COVID-19 is just one example of the debilitating effects of the long-standing neglect these communities continue to experience. Individuals in neglected communities are among those most reluctant to receive the vaccine due to lack of understanding and research of the effects of new medicines on them.  

Without ongoing clinical trials, research, data collection, and deep learning to better understand their unique healthcare challenges, underserved communities will continue to receive inferior care.  Researchers, clinicians, and drug and device developers have ever-increasing access to detailed patient data and tools to mine and analyze it. As industry stakeholders and innovators, what will we do to close the research gaps that could provide invaluable, even life-saving insights for underserved communities? To close these gaps, we need to invest in understanding all of these populations.

Data sets that drive current clinical research are skewed by the individuals and demographic groups prioritized, targeted, surveyed, recruited – as well as by those who choose to participate in clinical trials and share their medical history. Simply put, machine learning and AI are tools that will help us to glean insights from the data we can secure and aggregate, as well as leverage to the best of our capability.  

Recent innovations present tremendous opportunities for Molex and our customers to work together to close these research gaps. A survey conducted by Molex with third-party research firm, Dimensional Research, shows that nearly 90% of pharmaceutical companies believe that digital drug delivery is “very” or “extremely” important and can help improve patient outcomes. The digitization of drug delivery could help close the research gaps making it possible, for their data to be collected and ultimately used to fuel drug development with patient consent. Indeed, through digital drug delivery, researchers could potentially reach out to and collect data from many more patient populations and correlate the data for meaningful insights, with a sharper focus on underserved communities. The ability to gather data to understand and adapt or develop new drugs for rare diseases also has the power to be life changing, providing insight into groups that have previously been difficult to run clinical studies on.

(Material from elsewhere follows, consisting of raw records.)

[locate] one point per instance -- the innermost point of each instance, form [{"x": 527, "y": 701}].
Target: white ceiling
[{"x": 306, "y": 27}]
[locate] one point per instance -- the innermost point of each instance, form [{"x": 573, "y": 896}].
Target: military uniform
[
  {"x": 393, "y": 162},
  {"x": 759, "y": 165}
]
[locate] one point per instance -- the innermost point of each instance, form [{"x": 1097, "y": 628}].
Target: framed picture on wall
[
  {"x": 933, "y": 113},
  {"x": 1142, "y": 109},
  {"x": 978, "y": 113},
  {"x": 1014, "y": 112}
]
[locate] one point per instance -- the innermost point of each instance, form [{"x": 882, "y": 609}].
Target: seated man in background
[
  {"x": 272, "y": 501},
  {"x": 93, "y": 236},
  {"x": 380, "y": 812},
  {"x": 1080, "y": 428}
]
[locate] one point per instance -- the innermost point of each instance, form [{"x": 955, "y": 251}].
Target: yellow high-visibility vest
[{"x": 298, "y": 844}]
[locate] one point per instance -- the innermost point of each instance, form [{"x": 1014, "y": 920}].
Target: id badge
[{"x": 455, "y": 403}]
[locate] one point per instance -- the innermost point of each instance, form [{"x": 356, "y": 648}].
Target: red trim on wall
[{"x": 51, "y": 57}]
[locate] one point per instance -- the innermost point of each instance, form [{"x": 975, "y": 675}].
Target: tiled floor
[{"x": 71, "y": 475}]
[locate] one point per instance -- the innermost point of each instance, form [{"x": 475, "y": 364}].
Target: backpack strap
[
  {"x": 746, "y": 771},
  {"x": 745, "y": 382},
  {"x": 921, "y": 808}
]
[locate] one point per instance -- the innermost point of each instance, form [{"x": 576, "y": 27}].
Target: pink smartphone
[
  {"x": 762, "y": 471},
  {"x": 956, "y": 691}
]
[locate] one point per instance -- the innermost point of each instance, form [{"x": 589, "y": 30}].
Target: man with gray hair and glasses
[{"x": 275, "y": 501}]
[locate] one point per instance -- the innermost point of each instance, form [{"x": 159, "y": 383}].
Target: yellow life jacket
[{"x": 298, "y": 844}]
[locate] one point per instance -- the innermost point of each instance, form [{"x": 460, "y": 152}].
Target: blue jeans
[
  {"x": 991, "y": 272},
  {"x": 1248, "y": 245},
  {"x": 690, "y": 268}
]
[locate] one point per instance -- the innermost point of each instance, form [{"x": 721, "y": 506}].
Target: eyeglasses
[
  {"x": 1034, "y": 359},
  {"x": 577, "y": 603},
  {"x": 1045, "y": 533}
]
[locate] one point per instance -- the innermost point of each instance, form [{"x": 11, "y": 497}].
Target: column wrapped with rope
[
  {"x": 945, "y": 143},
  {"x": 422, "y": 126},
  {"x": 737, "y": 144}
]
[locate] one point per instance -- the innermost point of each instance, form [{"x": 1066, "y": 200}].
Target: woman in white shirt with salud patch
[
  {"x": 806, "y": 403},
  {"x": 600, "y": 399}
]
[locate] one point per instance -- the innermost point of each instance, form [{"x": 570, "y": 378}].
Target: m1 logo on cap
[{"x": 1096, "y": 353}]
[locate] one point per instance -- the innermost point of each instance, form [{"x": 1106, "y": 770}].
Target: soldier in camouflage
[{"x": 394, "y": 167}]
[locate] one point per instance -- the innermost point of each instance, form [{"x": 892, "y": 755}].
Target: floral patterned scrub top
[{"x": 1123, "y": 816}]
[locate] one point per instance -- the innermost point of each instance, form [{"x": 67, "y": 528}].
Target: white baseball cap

With these new insights, pharmaceutical companies could potentially develop new drugs for previously untreated poorly understood diseases.  

While the industry will continue to rely on established approaches to research, such as clinical trials, Molex is also committed to collaborating with our customers on digital drug delivery as a new way to improve patient outcomes. Using AI and machine learning, clinicians, researchers, and other stakeholders can perpetually achieve more precise insights into how drugs, delivery systems, and other healthcare devices and technologies need to be adapted to best treat each individual.

Data and insights captured with consent via digital drug delivery, can advance innovation and accelerate the simultaneous development of multiple alternative medicines. With deep learning and more precise patient insights, pharmaceutical companies can simulate different scenarios and patients’ reactions to new drugs. Each of these simulations generates a new data set from which researchers can perpetually build their understanding of specific patient populations and individual patients. Such simulations can help create new targeted efficiencies in clinical drug trials, speeding up the time to market for new medicines. With access to wider and more inclusive data sets for a wide range of common or rare diseases, pharmaceutical companies will deepen their understanding of and sharpen their ability to meet the healthcare needs of previously underserved populations.  

Molex and Phillips-Medisize are working closely with our customers to eliminate health care disparities. We share their mission to develop life-saving diagnostics and therapies and address the needs of all patients, including those who have been underserved for too long. We urge our customers to make the best uses of AI and machine learning to ensure understanding of the precise healthcare needs of each patient. Together, we can make real a future where healthcare is truly equitable for all communities and for every individual.